Question

Monya and Kishi are hiking in the mountains and stop for lunch on a ledge 1000 feet above the valley below. Kishi decides to climb to another ledge 20 feet above Monya. Monya throws an apple up to Kishi, but Kishi misses it. The function h(t) = -16t2 + 30t + 1000 represents the height in feet of the apple at any given time in seconds.1. What is the maximum height of the apple? 2. How long did it take the apple to reach the maximum height? 3. How long did it take for the apple to hit the ground?

Answer 1

1) The function given is a quadratic function with negative leading coefficient, so its maximum value can be calculated using the formula for the y value of the vertex of a parabola:

`\begin{gathered} y_v=-(\Delta)/(4a) \\ \Delta=b^2-4ac \end{gathered}`

Since the function is give, we can get the values for a, b and c:

`\begin{gathered} y=ax^2+bx+c \\ h(t)=-16t^2+30t+1000 \end{gathered}`

So:

`\begin{gathered} \Delta=30^2-4(-16)(1000)=900+64000=64900 \\ h_(\max )=-(64900)/(4(-16))=-(64900)/(-64)=1014.0625 \end{gathered}`

So, the maximum height is 1014.0625 feet.

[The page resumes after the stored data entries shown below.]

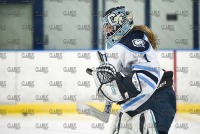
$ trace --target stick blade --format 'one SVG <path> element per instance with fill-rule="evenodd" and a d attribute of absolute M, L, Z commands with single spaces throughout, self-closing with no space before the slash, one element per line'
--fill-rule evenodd
<path fill-rule="evenodd" d="M 98 110 L 90 105 L 87 105 L 85 103 L 80 103 L 80 102 L 77 103 L 77 110 L 78 110 L 78 113 L 93 116 L 93 117 L 101 120 L 102 122 L 108 123 L 108 121 L 109 121 L 110 114 L 101 112 L 100 110 Z"/>

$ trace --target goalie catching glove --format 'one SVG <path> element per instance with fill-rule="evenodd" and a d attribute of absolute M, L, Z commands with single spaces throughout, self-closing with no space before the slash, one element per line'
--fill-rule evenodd
<path fill-rule="evenodd" d="M 116 79 L 116 69 L 111 64 L 102 64 L 97 68 L 97 77 L 101 84 L 112 82 Z"/>
<path fill-rule="evenodd" d="M 92 74 L 98 88 L 97 93 L 109 102 L 120 104 L 140 93 L 132 83 L 135 75 L 125 76 L 109 63 L 100 65 Z"/>

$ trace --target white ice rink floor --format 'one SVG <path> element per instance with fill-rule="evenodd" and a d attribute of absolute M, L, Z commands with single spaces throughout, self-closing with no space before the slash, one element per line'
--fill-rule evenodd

2) This is also the vertex of the parabola, but now the x value formula:

`x_v=-(b)/(2a)`

So:

`t_(\max )=-(30)/(2(-16))=-(30)/(-32)=0.9375`

So, it take 0.9375 seconds to reach the maximum.

3) When it hits the ground, h(t) = 0, so this is the same as fiding the zero of the function, which we can do by using the quadratic formula:

`\begin{gathered} t=\frac{-b\pm\sqrt[]{\Delta}}{2a}=\frac{-30\pm\sqrt[]{64900}}{2(-16)}=(-30\pm254.754\ldots)/(-32) \\ t_1=(-30+254.754\ldots)/(-32)=(224.754\ldots)/(-32)=-7.02358\ldots \\ t_2=(-30-254.754\ldots)/(-32)=(-284.754\ldots)/(-32)=8.89858\ldots \end{gathered}`

One of the results is negative, so it doen's make sence for this situation. So, the only solution is:

`t=8.89858\ldots\approx8.8986`

So, it take approximately 8.8986 seconds for it to hit the gournd.